12.3 Institutional Arrangement For Non Listed Companies
12.3 Institutional Arrangement for Non-Listed Companies
12.3.1 Information on a number of Listed Companies is accessible through Bombay Stock Exchange Official Directory, CMIE’s PROWESS, Capital Line 2000, etc. It should be underlined that even these sources do not cover the entire listed segment possibly due to non-availability of Annual Reports, cost considerations and heavy emphasis on companies attracting the investor’s interest. For instance, while there are a little less than 10,000 listed companies as per SEBI, the number of companies for which some minimum financial data are available in PROWESS for the years 1996-97, 1997-98 and 1998-99 ranges between 5,000 and 6,000 (including foreign banks and some unlisted companies). If one wishes to study a common sample for all the three years, the number falls to a little less than 4,000. The number of companies shrinks further if a longer period is considered. Indeed, data on all the listed companies is not available from any single source. Even more problematic is getting the information on closely-held Public Limited Companies and Private Limited Companies. Further, in the liberalized Foreign Direct Investment (FDI) regime, a number of companies, even though possessing a substantial turnover and scale of operations, do not get listed and operate as closely-held companies. The passenger car and household appliances industries offer excellent examples in this regard. Detailed data on the operations of many important companies in these industries remain virtually inaccessible to policy planners, researchers and industry analysts. There is a need to define a new criterion to identify important companies that may be treated as deemed widely-held irrespective of their listing on the stock exchange, as is being practised in the US, and therefore suitable for detailed disclosures.

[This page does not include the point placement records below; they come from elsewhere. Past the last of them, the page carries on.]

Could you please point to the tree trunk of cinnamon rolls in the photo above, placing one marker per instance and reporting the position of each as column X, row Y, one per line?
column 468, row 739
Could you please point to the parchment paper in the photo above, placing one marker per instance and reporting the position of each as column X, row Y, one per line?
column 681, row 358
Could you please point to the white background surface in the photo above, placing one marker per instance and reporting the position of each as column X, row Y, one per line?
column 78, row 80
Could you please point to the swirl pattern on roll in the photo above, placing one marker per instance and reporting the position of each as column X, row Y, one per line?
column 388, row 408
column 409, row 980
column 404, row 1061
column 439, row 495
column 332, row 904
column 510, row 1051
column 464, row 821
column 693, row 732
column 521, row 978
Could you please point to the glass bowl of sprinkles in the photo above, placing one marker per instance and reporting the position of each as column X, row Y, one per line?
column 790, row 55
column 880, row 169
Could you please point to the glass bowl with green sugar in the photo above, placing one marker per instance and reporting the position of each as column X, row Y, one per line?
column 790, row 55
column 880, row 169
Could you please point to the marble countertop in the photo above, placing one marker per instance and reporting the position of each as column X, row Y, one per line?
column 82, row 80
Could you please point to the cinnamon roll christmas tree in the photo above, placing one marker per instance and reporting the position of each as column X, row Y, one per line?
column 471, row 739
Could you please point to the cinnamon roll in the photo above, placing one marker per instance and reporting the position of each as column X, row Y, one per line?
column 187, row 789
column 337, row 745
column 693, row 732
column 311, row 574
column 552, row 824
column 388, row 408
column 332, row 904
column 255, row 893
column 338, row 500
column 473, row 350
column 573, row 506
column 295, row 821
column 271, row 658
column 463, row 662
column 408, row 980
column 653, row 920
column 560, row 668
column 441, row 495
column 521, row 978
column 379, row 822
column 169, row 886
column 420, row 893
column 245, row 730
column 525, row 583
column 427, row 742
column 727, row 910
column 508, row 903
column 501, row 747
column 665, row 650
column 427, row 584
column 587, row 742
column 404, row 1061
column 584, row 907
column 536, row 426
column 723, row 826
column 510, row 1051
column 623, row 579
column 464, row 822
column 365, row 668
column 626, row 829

12.3.2 The Commission, therefore, recommends that:
Companies having assets or sales over, say, Rs. 50 crores (on the lines of deemed public company in the Companies Act), or having a market share of over 10 per cent in a particular market segment, or those with controlling foreign interest should be brought under some legal obligations to provide for necessary disclosure of annual reports and their accessibility to the public. Such transparency with regard to reporting and disclosure requirements should be adequate, even if not necessarily on par with listed companies.
The DCA should have the primary responsibility of bringing out basic statistics in respect of such companies.